Borrowers who default on student loans are seeing their credit scores plummet dramatically after just 90 days of missed payments, according to an Associated Press report. When accounts are reported as delinquent to major credit bureaus, the damage to credit scores can be nearly as severe as filing for personal bankruptcy.

These lower credit scores create substantial financial hurdles, making it more difficult and expensive to secure auto loans, mortgages, credit cards, and even auto insurance. The timing couldn't be worse, as many consumers already face financial strain from high inflation, rising interest rates, and widespread layoffs. Data from the Federal Reserve Bank of New York reveals that as of Q1 2025, approximately 2.2 million student loan borrowers experienced credit score drops of about 100 points, with an additional 1 million seeing declines exceeding 150 points.

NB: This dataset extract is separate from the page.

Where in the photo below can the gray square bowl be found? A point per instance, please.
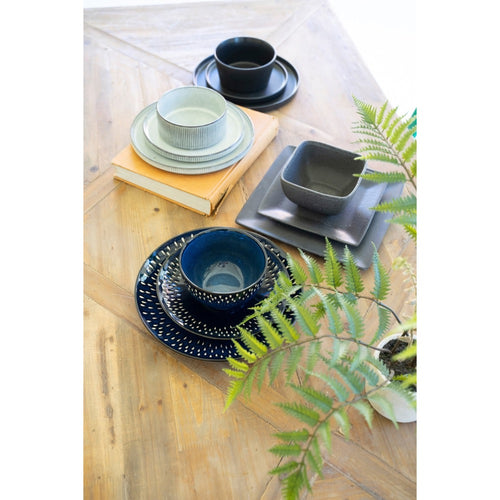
(320, 177)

Such significant decreases could render credit card interest rates unaffordable and potentially derail rental applications.

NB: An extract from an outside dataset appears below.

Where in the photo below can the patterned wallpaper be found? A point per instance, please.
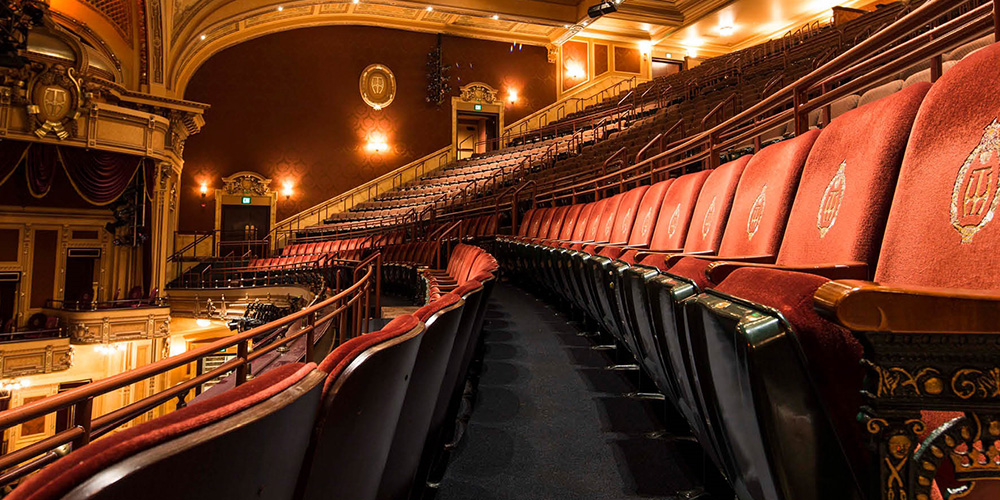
(287, 105)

The U.S. Department of Education had suspended federal student loan repayments since March 2020 at the pandemic's onset. While the Biden administration extended this pause through October 2024, the previous administration reinstated collection efforts last month — including wage garnishments and tax refund seizures — to recover outstanding debts. New York Fed data shows that by March 2025, one-quarter of student loan borrowers were more than 90 days delinquent.

Credit scores serve as a crucial metric for lenders, landlords, credit card issuers, employers, and utility companies to assess repayment risk. Higher scores typically secure better interest rates and loan terms, while lower scores create substantial borrowing barriers.

The Education Department states that borrowers should receive billing notices three weeks before payments come due, yet many report receiving no such notifications. Consumer advocates blame excessive call wait times and department staffing cuts for service delays. "The full impact of resumed collections will unfold over coming months," warns credit risk expert Kevin King, noting that years of government relief programs have left many borrowers confused about their obligations.

King predicts student loan payments will climb consumers' "payment hierarchy" as enforcement intensifies. Previously, with limited collection efforts, many borrowers deprioritized these payments. Now, aggressive measures like wage garnishments and tax refund intercepts are forcing repayment. New York Fed research also reveals borrowers over 40 are most likely to default on student loans, highlighting particular financial stress within this demographic.

The resumption of collections promises lasting consequences for borrowers' credit histories, potentially affecting daily financial activities and overall quality of life. Beyond individual hardship, this policy shift may reshape credit decisions throughout the broader economy.